Wild bee declines linked to banned pesticide
A SOUTH Wales hospital’s encounter with more than 100,000 bees may have had a happy ending for all concerned – but across the UK, wild bees are in sad decline.
Last week, WalesOnline reported how vast numbers of the insects were found at Cardiff’s Rookwood Hospital.
It is thought the bees may have been there for up to five years and were only noticed after warm weather melted their wax and honey dripped down from a roof.
Teams from the Lancashire-based Tree Bee Society were called out to remove the large hive which was above the hospital’s elderly care assessment unit
Thanks to the charity’s efforts, the insects will have a new life when the hive is transported to Lancashire.
But elsewhere in the UK, the outlook for wild bees in general is causing concern among scientists who say a decline in numbers is linked to the use of controversial pesticides.
Species of wild bees in England exposed to oilseed rape crops treated with neonicotinoids suffered popu- lation decline of up to 30% between 2002 and 2011, the research led by the Centre for Ecology and Hydrology found.
The pesticide is the subject of an EU-wide two-year ban amid concerns over its harmful impact on bees, such as damaging their ability to forage and navigate, and colony growth.
The research looked at changes in occurrence of 62 species with oil- seed rape cropping patterns between 1994 and 2011, examining data from 31,818 surveys across more than 4,000 square kilometres of land.
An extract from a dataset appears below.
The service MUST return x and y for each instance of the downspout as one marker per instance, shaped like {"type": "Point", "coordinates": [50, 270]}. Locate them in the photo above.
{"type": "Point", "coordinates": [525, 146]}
It found an average population decline across all species of 13%, of which more than half –7% – was attributable to the use of neonicotinoids between 2002 and 2011, after the pesticide came into wide-scale commercial use.
Species which forage on oilseed rape were three times more seriously affected on average than those which did not.
Dr Nick Isaac, who co-authored the paper, said the damaging effects of the pesticide reported in small-scale studies had been replicated.
“The negative effects that have been reported previously, they do scale up,” he said. “They scale up to long-term, large-scale, multi-species impacts that are harmful.”
Bees play an important role in agriculture, with their pollinating services worth around £600m a year in the UK in boosting yields and the quality of seeds and fruits.
The research is the strongest evidence yet of harm caused by neonicotinoids, Friends of the Earth’s nature campaigner Paul de Zylva said, as he urged the Government to continue the pesticide ban after Britain leaves the EU.